When available, genetic testing using next generation sequencing has now become a cornerstone for investigation of developmental and epileptic encephalopathy (DEE). Testing of epilepsy panels is more cost effective that individual gene sequencing. This approach not only allows a wider net to be cast but many times we are surprised by finding “a” genetic variant not previously known to be associated with “the” DEE being investigated instead of finding “the” genetic variant that is known to cause “that particular DEE.” Pathogenicity of a new variant is typically determined based on guidelines like those published by the American College of Genetics and Clinical Genomics. 1 Additionally, disease gene validity is established through the periodic updating of clinical phenotypes associated with new pathogenic variants (in a gene thought to be causative for epilepsy). As an example, the syndrome of Malignant Migrating Partial Seizures of Infancy (MMPSI) was initially described due to gain of function mutations in the C terminus at various positions in KCNT1 but later also described in a Canadian family with different heterozygous variants where affected individuals had both an early onset DEE and a milder phenotype. 2,3
Thus, we are constantly widening the borders of the “known and initially described” phenotype associated with mutations in a particular gene as new pathogenic variants are discovered. A cursory Pubmed search with the phrase “expanding the phenotype of …” yielded close to 200 hits with quite a few large-scale studies published within the last couple years on various DEEs including CHD2, PURA, KCNB1, etc. 4 -6 Such publications enrich genotype–phenotype associations, help with timely initiation of appropriate therapies, could guide genetic counseling, and improve interpretation of new variants. To complicate matters further, for the syndrome of MMPSI also called Epilepsy of infancy with Migrating Focal Seizures (EIMFS), more than 30 genes are now implicated. 7 However, most cases are caused by mutations in KCNT1. In DEE that are multigenic and rare, large cohorts of patients described through multicenter, national, and international collaborative efforts are necessary for widening the clinical phenotype.

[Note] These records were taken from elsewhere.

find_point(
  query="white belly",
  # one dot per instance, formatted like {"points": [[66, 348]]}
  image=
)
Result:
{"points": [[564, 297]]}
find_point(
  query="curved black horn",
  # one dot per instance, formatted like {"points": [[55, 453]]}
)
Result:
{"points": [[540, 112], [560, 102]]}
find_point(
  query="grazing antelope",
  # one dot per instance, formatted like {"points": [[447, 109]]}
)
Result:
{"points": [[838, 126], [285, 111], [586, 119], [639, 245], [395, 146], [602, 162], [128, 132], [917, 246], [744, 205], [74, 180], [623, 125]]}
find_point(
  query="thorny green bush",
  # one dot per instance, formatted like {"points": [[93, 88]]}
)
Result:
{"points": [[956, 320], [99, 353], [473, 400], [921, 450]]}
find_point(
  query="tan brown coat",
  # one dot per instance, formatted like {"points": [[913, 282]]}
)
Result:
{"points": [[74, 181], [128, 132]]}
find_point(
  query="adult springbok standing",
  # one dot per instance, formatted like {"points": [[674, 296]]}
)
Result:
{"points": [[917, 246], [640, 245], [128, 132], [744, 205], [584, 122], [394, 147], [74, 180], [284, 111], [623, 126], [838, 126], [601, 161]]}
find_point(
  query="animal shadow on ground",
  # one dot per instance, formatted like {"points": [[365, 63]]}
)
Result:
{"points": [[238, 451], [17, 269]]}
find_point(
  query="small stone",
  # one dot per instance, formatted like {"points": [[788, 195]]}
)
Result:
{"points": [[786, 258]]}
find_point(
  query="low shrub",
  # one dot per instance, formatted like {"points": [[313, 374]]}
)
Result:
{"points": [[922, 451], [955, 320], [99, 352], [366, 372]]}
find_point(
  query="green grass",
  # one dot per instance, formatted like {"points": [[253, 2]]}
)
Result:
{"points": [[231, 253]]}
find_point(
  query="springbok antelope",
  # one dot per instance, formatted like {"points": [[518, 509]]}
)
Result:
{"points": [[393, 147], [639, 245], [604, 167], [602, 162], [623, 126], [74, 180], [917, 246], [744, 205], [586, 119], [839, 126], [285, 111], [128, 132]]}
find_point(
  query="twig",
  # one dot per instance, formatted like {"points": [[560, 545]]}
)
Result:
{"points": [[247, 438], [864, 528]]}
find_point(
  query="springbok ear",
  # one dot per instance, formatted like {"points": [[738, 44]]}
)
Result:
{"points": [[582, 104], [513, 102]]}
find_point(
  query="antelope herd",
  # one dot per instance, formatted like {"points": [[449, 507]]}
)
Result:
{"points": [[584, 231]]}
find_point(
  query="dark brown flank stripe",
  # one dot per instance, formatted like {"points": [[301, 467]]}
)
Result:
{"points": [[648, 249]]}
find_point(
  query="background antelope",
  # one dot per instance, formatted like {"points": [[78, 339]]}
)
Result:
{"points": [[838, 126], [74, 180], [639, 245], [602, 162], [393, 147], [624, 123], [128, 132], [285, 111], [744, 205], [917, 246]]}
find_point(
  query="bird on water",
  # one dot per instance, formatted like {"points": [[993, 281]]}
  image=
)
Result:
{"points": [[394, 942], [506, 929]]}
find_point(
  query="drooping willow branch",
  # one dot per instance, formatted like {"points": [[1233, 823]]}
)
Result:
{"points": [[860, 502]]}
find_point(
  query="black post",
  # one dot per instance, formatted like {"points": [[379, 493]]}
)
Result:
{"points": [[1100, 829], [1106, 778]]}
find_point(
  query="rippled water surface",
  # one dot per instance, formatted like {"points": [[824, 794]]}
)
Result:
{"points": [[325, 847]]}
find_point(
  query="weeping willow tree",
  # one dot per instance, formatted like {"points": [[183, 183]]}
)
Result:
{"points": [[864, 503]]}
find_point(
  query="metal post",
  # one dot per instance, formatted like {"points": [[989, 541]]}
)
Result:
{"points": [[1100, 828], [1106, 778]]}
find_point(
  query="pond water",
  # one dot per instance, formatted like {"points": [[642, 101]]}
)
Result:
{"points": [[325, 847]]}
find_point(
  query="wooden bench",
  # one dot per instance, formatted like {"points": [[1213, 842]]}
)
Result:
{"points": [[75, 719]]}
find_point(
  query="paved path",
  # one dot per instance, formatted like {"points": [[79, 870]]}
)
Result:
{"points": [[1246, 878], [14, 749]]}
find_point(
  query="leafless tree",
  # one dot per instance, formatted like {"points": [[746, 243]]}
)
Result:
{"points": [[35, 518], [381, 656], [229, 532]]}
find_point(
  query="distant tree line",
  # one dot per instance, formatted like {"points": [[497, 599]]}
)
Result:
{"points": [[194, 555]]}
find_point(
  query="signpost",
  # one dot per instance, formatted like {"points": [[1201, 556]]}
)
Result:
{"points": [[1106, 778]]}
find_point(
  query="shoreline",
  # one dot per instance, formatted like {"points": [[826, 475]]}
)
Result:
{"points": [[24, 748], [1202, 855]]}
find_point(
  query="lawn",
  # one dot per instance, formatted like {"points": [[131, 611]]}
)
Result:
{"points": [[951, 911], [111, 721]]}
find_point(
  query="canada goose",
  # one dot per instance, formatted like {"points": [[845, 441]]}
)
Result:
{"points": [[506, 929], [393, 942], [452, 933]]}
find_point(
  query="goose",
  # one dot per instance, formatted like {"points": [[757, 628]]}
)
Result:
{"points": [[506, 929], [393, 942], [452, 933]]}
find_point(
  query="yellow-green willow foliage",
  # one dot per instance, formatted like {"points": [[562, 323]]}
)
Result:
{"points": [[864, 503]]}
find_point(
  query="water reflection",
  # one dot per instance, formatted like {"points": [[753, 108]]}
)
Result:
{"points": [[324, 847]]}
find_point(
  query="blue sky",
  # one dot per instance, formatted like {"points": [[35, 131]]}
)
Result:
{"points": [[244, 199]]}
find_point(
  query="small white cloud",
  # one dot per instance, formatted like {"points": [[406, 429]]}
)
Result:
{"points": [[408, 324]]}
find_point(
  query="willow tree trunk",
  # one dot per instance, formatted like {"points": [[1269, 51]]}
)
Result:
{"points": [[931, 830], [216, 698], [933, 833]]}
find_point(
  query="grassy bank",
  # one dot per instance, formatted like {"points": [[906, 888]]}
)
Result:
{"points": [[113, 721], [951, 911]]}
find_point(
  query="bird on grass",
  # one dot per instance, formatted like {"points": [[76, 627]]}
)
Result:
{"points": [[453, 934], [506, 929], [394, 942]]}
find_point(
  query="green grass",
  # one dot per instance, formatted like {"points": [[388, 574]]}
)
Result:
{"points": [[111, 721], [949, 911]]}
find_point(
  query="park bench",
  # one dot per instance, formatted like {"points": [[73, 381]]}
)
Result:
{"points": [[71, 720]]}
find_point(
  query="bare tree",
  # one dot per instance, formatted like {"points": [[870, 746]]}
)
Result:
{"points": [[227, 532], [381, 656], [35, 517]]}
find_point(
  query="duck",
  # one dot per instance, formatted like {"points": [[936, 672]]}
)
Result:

Through an international collaboration, Bonardi et al 8 publish the largest cohort yet of patients with KCNT1-associated epilepsy. How does their paper add to other publications on DEE associated with KCNT1 variants in the last several years 7,9,10 ? The authors embarked on a monumental task of cataloguing heterogeneous, retrospectively obtained information into a uniform cataloguing system of phenotypic characteristics, seizure and EEG characteristics, treatment effects and lastly; phenotype–genotype correlations for 66 newly described and 182 previously published cases.
Expansion of the Genotype and Phenotype by Including 248 Patients With KCNT1 Variants in the Present Cohort
Salient Take Away Message From the Phenotypic Analyses
Although these and previous authors classified patients into 4 clinical categories: (i) EIMFS, (ii) other early onset epileptic encephalopathy (EOEE) without EIMFS, (iii) autosomal dominant/sporadic Sleep-related Hypermotor Epilepsy (ADSHE), and (iv) other seizure types; in the end—there remain 2 major phenotypes of epilepsy associated with KCNT1 mutations—(i) EOEE with or without migrating focal seizures and (ii) ADSHE.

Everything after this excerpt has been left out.